The A to Z
of happy & healthy weight loss



Got the dieting blues?

If you are trying to lose weight you may be finding yourself feeling a little depressed.

Considering that you may well be missing out on all the tasty little treats that you previously used to help get you through the day, you might think that feeling a little depressed is normal.

You can do something about this and raise your happiness levels by eating foods that will naturally enhance your mood and increase your brains ‘JOY juice’ production (the production of natural chemicals such as serotonin and endorphins).

Here is an A to Z of easy diet and lifestyle tips and ideas to help you through.



Alcohol – First rule around alcohol for weights loss and dieting is totally cut it out or at least keep it only as a weekend treat. Act sensibly and remember that the sedating effect of alcohol means its also a depressant.

Bananas – Great for increasing self-confidence and mood, it contains an alkaloid that is found in large quantities just beneath the skin.

Crabmeat – a great source of Vitamin B2 to increase self confidence.

Dark Chocolate – increases the level of brain chemicals to give you a mild buzz but only eat it if its at least 70% cocoa solids.

Exercise – increase your endorphin levels by five within 30 minutes. Also speeds up your metabolism and helps your muscles burn fat.

Fish – a rich source of B6 which will improve depression and provide a low kj count.



Garlic – improves your wellbeing, increases your energy and concentration levels.
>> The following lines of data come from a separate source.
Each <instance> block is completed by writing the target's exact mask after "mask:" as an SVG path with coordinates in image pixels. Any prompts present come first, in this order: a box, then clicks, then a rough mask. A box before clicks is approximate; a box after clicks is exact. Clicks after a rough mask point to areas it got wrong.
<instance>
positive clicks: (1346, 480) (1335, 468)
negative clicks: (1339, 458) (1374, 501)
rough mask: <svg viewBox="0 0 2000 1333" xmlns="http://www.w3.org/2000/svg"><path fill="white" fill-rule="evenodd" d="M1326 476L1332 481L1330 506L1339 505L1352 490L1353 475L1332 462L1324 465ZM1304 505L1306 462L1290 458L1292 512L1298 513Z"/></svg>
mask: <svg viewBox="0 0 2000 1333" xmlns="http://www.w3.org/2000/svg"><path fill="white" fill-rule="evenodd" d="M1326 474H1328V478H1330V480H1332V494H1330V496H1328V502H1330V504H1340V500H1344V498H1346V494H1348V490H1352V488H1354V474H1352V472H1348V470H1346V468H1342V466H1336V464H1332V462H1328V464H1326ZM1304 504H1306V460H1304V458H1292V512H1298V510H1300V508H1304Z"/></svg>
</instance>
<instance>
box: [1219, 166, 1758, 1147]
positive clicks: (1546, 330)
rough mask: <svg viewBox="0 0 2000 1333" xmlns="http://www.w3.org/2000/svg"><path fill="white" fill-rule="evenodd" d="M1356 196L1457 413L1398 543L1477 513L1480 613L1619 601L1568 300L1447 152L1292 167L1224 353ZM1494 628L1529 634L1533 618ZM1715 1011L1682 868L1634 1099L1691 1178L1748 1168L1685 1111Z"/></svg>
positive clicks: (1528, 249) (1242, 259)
It might also help reduce anxiety and irritation while adding flavour without adding kj’s.

Hummus – this healthy dip is full of vitamins B1 and B6 and tryptohphan which boosts serotonin production and helps promote relaxtion.

Iodine – a deficiency in iodine has been linked with reduced thyroid function, low mood and impaired fat burning for weight loss. No more need be said.

Juice – get a hit of essential vitamins when you juice vegetables. And retain the pulp for roughage.

Kale - Kale is a leafy green vegetable that’s been gaining recent widespread attention due to it’s health promoting, sulfur-containing phytonutrients. Add some to your daily health shake.

Lobster – a great source of selenium and you can eat 100g for only 430kJ. Being High in cost we recommend you save it for special occasions.

Milk – a very good source of vitamin B2 (about a quarter of your daily needs). Low fat varieties provide as much vitamin B2 and calcium as a better weight loss option.

Nuts – high in protein and fibre, they help dampen down your appetite by filling you up without raising your blood glucose levels. Be careful though as they are high in kj’s.

Oats – low GI they help to increase daytime stamina. Also aid in sleep.

Prunes – highly nutritious and a great source of anti-oxidents and beneficial for keeping your system working well.

Quinoa - not a common item in most kitchens today, quinoa is an amino acid-rich (protein) seed that has a fluffy, creamy, slightly crunchy texture and a somewhat nutty flavor when cooked. It’s a relative of leafy green vegetables like spinach and Swiss chard. Good source of B vitamins and very low GI to satisfy your hunger for longer.

Rye bread - a good source of fiber richly endowed with noncellulose polysaccharides, which have exceptionally high water-binding capacity and quickly give a feeling a fullness and satiety, making rye bread a real help for anyone trying to lose weight.

Soybeans - excellent protein content, their high levels of essential fatty acids, numerous vitamins and minerals, their isoflavones, and their fiber make soy beans (and soy based products) perfect for dieters.

Turkey – packed full of vitamins B3 and B6 and a good source of vitamin B1. Roasted white turkey meat is lean and contains only 1% saturated fat.

Use - only fresh ingredients to cook your meals. Throw away the package foods you have been using to make cooking easy and re-discover how simple and fast fresh ingredients can be. Variety – choose a variety of good foods to eat to avoid boredom and feelings of lack.

Walnuts - an excellent source of omega-3 essential fatty acids which improve your ‘joy juices’ the mind-altering chemicals in your brain. Stick to a quarter cup only to provide 90.8% of the daily value for these essential fats.

X-rate your scales and stop weighing yourself. Weight loss is better measured by how your clothes fit.

Yoghurt – great source of iodine, calcium, phosphorus, vitamin B2, not to mention the good bacteria to keep our digestive systems healthy. It’s also low GI and can lower your cholesterol and boost your metabolism.

Zzzzzzz or sleep. Getting enough sleep boosts your mood and your willpower, making it easier to exercise and to make better food choices.